'Ugly duckling' Pinnacle Technology gets makeover
Loss-making VAR strips out costs and tightens focus under turnaround plan designed to return it to profitable growth
The new chief executive of Pinnacle Technologies has moved quickly to strip cost out of the business as part of a turnaround plan designed to return it to profitable growth.
The security, comms and managed services integrator suffered a miserable 2013 as the after-effects of an unsuccessful acquisition drive left it nursing heavy losses, causing its share price to nosedive.
Talking to CRN, chief executive Nicholas Scallan said the AIM-listed firm had made rapid progress under the turnaround plan enacted following his arrival.
The new-look Pinnacle will focus on fewer activities, Scallan said, with costs being pared back across several parts of its business.
This includes the decision to consolidate its entire broadband business to one supplier, Easynet - boosting its buying power - a process that will likely be repeated with its fibre network activities. In addition, its niche connectivity activities around one-off events such as music festivals have also been spun off.
Pinnacle is also in the process of closing its small datacentre on the west cost of Scotland in favour of working with third-party providers, Scallan revealed.
Scallan likened Pinnacle, which sells to SMBs and mid-market companies, to an "ugly duckling" that has the ability to flourish if it pares down its areas of focus.
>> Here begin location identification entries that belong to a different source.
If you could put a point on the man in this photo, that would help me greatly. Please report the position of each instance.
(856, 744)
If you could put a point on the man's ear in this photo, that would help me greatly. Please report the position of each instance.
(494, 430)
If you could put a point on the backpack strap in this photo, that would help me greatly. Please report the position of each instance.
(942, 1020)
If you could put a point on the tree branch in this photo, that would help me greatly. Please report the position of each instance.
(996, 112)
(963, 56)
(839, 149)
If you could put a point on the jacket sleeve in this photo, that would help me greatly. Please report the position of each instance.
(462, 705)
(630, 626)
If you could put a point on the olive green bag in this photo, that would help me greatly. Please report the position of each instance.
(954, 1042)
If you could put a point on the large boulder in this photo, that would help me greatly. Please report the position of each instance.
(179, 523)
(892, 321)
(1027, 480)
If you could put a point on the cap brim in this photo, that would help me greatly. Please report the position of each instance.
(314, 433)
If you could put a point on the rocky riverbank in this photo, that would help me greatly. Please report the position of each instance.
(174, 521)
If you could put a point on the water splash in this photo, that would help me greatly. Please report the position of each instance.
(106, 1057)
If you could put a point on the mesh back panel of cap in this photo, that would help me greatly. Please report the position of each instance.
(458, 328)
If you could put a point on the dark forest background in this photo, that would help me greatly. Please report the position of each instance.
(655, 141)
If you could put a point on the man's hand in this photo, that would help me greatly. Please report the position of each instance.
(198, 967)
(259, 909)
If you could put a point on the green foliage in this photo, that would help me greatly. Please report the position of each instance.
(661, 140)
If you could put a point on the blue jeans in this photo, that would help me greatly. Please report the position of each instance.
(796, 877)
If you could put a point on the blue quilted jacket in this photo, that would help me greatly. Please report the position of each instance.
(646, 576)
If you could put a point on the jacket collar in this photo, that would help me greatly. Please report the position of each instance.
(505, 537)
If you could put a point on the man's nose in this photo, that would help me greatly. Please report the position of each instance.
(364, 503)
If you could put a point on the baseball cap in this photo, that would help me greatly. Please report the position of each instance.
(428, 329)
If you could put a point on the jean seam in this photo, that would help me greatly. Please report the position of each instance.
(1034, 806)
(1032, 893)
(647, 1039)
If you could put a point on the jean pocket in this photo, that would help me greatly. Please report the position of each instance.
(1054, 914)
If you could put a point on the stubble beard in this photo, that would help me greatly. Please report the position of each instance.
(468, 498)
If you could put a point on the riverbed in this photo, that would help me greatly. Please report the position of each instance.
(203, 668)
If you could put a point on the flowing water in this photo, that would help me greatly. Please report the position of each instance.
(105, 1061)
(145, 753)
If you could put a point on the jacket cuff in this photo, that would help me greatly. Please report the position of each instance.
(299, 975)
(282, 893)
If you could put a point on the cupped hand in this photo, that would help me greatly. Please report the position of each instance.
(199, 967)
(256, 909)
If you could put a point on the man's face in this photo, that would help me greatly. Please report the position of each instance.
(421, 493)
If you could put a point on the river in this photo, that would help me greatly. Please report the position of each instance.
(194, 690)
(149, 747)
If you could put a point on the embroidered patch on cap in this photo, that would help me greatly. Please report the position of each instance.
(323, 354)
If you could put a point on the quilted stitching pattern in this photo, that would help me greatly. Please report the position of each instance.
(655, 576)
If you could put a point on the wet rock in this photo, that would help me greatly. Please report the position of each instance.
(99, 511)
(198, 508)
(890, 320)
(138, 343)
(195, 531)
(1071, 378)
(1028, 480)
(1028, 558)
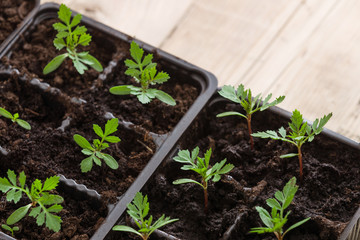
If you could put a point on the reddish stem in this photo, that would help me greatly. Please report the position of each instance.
(205, 196)
(250, 131)
(300, 163)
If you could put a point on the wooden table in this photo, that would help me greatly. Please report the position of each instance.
(306, 50)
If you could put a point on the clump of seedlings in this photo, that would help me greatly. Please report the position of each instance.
(276, 220)
(94, 151)
(249, 104)
(40, 197)
(70, 38)
(138, 210)
(300, 133)
(143, 70)
(201, 166)
(15, 118)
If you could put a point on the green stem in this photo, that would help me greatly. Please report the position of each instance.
(248, 118)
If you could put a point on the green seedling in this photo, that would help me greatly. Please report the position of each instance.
(276, 221)
(138, 210)
(15, 118)
(300, 133)
(202, 167)
(249, 104)
(143, 70)
(70, 36)
(94, 151)
(10, 229)
(40, 197)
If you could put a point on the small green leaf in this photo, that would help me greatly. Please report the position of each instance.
(82, 142)
(120, 90)
(23, 124)
(55, 63)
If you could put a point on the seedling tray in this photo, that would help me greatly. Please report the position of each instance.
(162, 140)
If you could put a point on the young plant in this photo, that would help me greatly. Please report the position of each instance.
(70, 39)
(138, 210)
(10, 229)
(276, 221)
(94, 151)
(300, 133)
(202, 167)
(15, 118)
(39, 196)
(249, 104)
(143, 70)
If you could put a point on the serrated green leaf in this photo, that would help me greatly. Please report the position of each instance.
(76, 20)
(112, 139)
(98, 130)
(82, 142)
(110, 161)
(55, 63)
(64, 14)
(18, 214)
(51, 183)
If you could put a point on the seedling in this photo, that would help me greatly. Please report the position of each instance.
(144, 72)
(70, 39)
(94, 151)
(10, 229)
(138, 210)
(202, 167)
(40, 197)
(15, 118)
(300, 133)
(276, 221)
(249, 104)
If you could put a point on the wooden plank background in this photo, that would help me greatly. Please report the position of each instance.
(308, 50)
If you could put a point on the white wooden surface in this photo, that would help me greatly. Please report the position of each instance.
(306, 50)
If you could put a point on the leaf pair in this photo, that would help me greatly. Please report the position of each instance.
(138, 210)
(275, 221)
(38, 195)
(94, 150)
(201, 166)
(70, 38)
(143, 70)
(15, 118)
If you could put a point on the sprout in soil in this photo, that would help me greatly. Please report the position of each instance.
(40, 197)
(276, 221)
(300, 132)
(144, 72)
(15, 118)
(94, 150)
(202, 167)
(70, 38)
(10, 229)
(138, 210)
(249, 104)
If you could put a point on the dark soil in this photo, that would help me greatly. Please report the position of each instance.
(12, 13)
(329, 194)
(156, 116)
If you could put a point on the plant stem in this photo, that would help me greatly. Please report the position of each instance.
(300, 162)
(204, 183)
(248, 118)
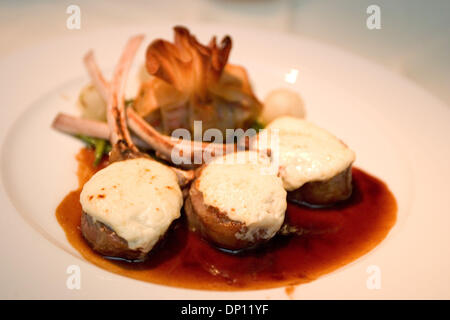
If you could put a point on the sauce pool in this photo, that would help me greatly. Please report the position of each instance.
(332, 237)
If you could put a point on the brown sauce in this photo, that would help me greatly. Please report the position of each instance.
(333, 237)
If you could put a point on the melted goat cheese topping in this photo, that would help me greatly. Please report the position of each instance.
(137, 198)
(242, 186)
(307, 152)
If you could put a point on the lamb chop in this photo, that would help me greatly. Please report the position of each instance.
(234, 203)
(315, 165)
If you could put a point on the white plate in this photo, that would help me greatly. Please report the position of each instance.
(399, 132)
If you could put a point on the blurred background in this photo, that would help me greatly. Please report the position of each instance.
(414, 39)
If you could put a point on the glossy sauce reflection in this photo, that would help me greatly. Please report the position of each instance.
(332, 238)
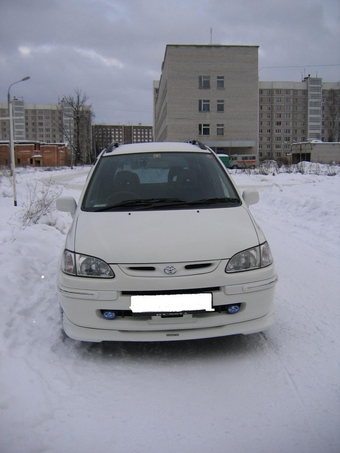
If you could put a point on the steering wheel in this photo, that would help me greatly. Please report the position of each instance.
(121, 196)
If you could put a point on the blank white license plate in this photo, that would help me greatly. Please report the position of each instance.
(171, 303)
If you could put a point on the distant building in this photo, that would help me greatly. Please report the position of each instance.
(212, 93)
(209, 93)
(292, 112)
(315, 151)
(46, 123)
(104, 134)
(35, 154)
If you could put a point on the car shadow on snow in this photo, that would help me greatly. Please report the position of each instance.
(170, 351)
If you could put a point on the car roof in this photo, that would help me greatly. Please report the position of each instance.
(154, 147)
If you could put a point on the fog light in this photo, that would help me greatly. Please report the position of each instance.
(108, 314)
(234, 308)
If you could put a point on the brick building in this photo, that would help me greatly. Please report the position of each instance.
(35, 154)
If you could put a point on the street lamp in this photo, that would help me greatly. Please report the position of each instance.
(11, 138)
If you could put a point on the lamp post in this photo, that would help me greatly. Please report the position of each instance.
(11, 137)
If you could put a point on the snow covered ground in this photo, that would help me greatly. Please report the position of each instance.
(273, 392)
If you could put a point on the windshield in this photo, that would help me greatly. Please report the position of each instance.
(164, 180)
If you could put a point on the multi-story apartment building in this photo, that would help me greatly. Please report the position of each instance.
(291, 112)
(48, 123)
(38, 122)
(104, 134)
(209, 93)
(212, 93)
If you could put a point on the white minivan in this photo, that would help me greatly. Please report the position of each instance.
(163, 247)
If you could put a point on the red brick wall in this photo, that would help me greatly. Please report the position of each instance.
(35, 155)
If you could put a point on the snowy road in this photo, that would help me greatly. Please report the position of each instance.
(273, 392)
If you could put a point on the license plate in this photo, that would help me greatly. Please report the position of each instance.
(168, 303)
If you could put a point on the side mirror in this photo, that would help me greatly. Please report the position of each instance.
(66, 204)
(251, 197)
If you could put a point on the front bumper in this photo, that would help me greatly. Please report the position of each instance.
(82, 301)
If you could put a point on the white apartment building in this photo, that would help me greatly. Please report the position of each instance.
(36, 122)
(209, 93)
(292, 112)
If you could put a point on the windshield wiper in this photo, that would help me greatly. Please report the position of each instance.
(224, 200)
(140, 203)
(155, 203)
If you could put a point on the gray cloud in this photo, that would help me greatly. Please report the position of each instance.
(113, 49)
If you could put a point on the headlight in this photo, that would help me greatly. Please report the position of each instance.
(85, 266)
(250, 259)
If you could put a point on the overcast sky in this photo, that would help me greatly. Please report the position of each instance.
(113, 49)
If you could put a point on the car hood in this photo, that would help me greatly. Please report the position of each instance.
(163, 236)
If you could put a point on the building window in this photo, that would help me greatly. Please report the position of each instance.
(204, 82)
(220, 129)
(220, 106)
(220, 82)
(204, 129)
(204, 105)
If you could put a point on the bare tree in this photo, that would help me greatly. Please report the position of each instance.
(76, 119)
(332, 111)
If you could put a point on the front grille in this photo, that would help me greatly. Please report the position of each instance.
(128, 313)
(173, 291)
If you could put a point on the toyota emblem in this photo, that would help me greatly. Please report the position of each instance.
(170, 270)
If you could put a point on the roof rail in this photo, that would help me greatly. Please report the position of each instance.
(197, 143)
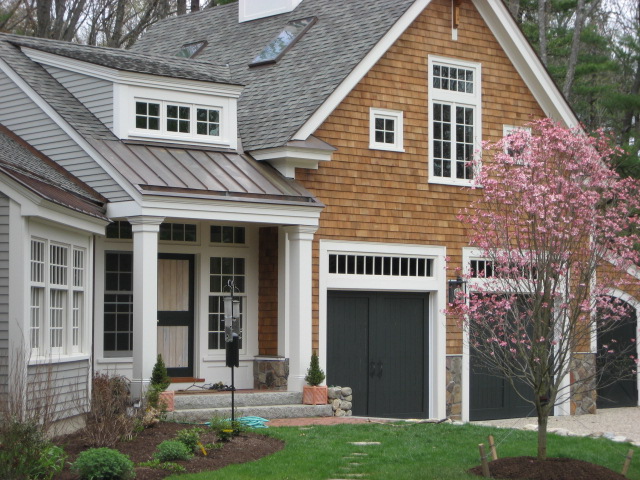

"Quite clearly the business did not take advantage of the opportunities it had acquired," Scallan said, giving 2011 acquisition RMS IT Security as an example.
However, despite seeing a decline in its security business since then, security will be one area of investment for Pinnacle alongside its managed services portfolio, which Scallan said had primarily been sold only to customers in the central belt of Scotland. Pinnacle is actually adding headcount in these areas, which Scallan admitted was "controversial" during a turnaround phase.
"I've done a few turnarounds and I've got the sense this is a business that has got some ambition and has legs," he said. "It's just a case of looking under the bonnet and peeling off the things that are attractive in the market right now."
"If you look at revenue by reporting segments [since the sale of RMS Security], there was a sharp decline in revenue associated with that. My response is that we've got out of the more unattractive parts of that market and we now have a smaller, more cohesive security proposition that complements the rest of what the group is about."
Pinnacle sank to a pre-tax loss of £2.4m in its last financial year ending October 2013. Its share price has sunk from nearly 40 pence in February 2013 to its current value of less than seven pence.
But Scallan said the turnaround plan is already hitting the mark, with losses showing signs of narrowing.